`(scc ...)` dies with a StackOverflow on large directed graphs

aysylu / loom

Graph library for Clojure. Mailing list https://groups.google.com/forum/#!forum/loom-clj

http://aysy.lu/loom/

887 stars 108 forks source link

`(scc ...)` dies with a StackOverflow on large directed graphs #5

Closed jszakmeister closed 10 years ago

jszakmeister commented 11 years ago

I haven't tracked down exactly where the issue is yet. It appears there is a recursive call somewhere that is not in a tail recursive form. This was the backtrace (with Clojure 1.5.1 and Loom 0.3.1), but it's not very helpful:

Exception in thread "main" java.lang.StackOverflowError
    at clojure.lang.ASeq.more(ASeq.java:130)
    at clojure.lang.RT.more(RT.java:607)
    at clojure.core$rest.invoke(core.clj:73)
    at clojure.core$filter$fn__4226.invoke(core.clj:2532)
    at clojure.lang.LazySeq.sval(LazySeq.java:42)
    at clojure.lang.LazySeq.seq(LazySeq.java:60)
    at clojure.lang.RT.seq(RT.java:484)
    at clojure.core$seq.invoke(core.clj:133)
    at clojure.core$filter$fn__4226.invoke(core.clj:2523)
    at clojure.lang.LazySeq.sval(LazySeq.java:42)
    at clojure.lang.LazySeq.seq(LazySeq.java:60)
    at clojure.lang.RT.seq(RT.java:484)
    at clojure.core$seq.invoke(core.clj:133)
    at clojure.core$filter$fn__4226.invoke(core.clj:2523)
        [elided... this repeats on and on]

jszakmeister commented 11 years ago

So I tracked this down further. The call to remove in scc seems to be the culprit. It keeps building lazy sequence on top of lazy sequence to filter out the nodes, and eventually reaches a point that overflows the stack. Perhaps using an ordered set would be better here?

aysylu commented 11 years ago

Could you please share the graph you're trying this on? Alternatively, could you try to see if the following fixes your problem:

(recur (doall (remove seen stack))
                 seen
                 (conj cc c))

on the following lines https://github.com/aysylu/loom/blob/master/src/loom/alg.clj#L312...L314?

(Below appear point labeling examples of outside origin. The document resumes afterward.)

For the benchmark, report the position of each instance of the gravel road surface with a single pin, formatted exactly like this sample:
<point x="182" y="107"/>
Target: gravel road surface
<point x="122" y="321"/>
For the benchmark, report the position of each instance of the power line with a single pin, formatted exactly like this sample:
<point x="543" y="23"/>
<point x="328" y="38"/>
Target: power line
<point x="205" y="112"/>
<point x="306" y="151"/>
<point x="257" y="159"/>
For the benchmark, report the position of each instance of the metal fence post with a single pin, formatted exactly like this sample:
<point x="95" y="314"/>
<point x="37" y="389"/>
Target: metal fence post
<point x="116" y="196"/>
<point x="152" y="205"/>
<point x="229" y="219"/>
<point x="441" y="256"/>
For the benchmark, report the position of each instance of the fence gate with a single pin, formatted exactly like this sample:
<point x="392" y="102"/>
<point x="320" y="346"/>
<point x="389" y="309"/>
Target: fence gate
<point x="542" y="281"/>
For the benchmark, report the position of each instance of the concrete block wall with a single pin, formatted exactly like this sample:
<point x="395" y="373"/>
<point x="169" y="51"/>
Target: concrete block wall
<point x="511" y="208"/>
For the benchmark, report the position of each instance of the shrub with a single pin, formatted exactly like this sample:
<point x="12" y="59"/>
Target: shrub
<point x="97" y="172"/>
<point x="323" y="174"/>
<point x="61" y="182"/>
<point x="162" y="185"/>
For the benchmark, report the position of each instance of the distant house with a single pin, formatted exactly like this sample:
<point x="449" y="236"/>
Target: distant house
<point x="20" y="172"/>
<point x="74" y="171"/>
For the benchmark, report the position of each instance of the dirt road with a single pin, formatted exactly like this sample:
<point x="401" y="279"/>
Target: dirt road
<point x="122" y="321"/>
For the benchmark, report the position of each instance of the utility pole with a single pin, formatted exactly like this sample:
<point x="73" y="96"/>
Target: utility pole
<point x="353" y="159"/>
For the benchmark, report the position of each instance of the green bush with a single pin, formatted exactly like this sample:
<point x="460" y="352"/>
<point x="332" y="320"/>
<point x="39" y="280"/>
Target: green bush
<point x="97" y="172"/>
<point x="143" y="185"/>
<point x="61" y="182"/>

Note the invocation of doall on the remove function.

jszakmeister commented 11 years ago

I did try that after reporting the issue, but it turned out to be only part of the problem (sorry for not coming back and reporting that!).

I needed to make the change you recommended, and also change a line in traverse-all:

          [(into seen ctrav) (doall (concat trav ctrav))])))

(notice the doall around the concat).

Between the two changes, it ran to completion but extremely slow. It took 4 hrs and 45 minutes to complete, while the same algorithm with a rudimentary implementation in Python ran in 1 minute and 20 seconds on the graph of 200,000 vertices and 200,000 edges.

I put the edge list for the graph here: https://gist.github.com/jszakmeister/7068034

It shouldn't be hard to read it in and build the digraph from it.

aysylu commented 11 years ago

Thanks for the follow-up and the test graph! It sounds like it's time for refactoring the algorithm for more optimized data structures. If you end up optimizing the function, your pull request will be very welcome.

jszakmeister commented 11 years ago

Thanks @aysylu. I hope to get some time to spend looking at this in the next couple of weeks. If I figure something out, I'll be sure to send you a pull request.

BTW, how do you feel about introducing another dependency? I'm looking at possibly using https://github.com/flatland/ordered, which has an implementation of ordered sets. I think that'll be useful for solving the stack overflow issue in a more performant manner, but I want to make sure you're okay with that first.

Thanks!

aysylu commented 11 years ago

Given the choice of having no other dependencies but Clojure and slow implementation of SCC or reasonably fast implementation of SCC and an extra dependency, I think it's fine to introduce another dependency. With the eventual goal of Loom becoming a Clojure contrib library, this will affect what we can include in the contrib version, but we can figure it out later.

Thank you, @jszakmeister!

gdevanla commented 10 years ago

@aysylu @jszakmeister I tried to reproduce this error. I see that the computation never completes for post-traverse and pre-traverse as well. I hope to work on this issue this week, if all goes well.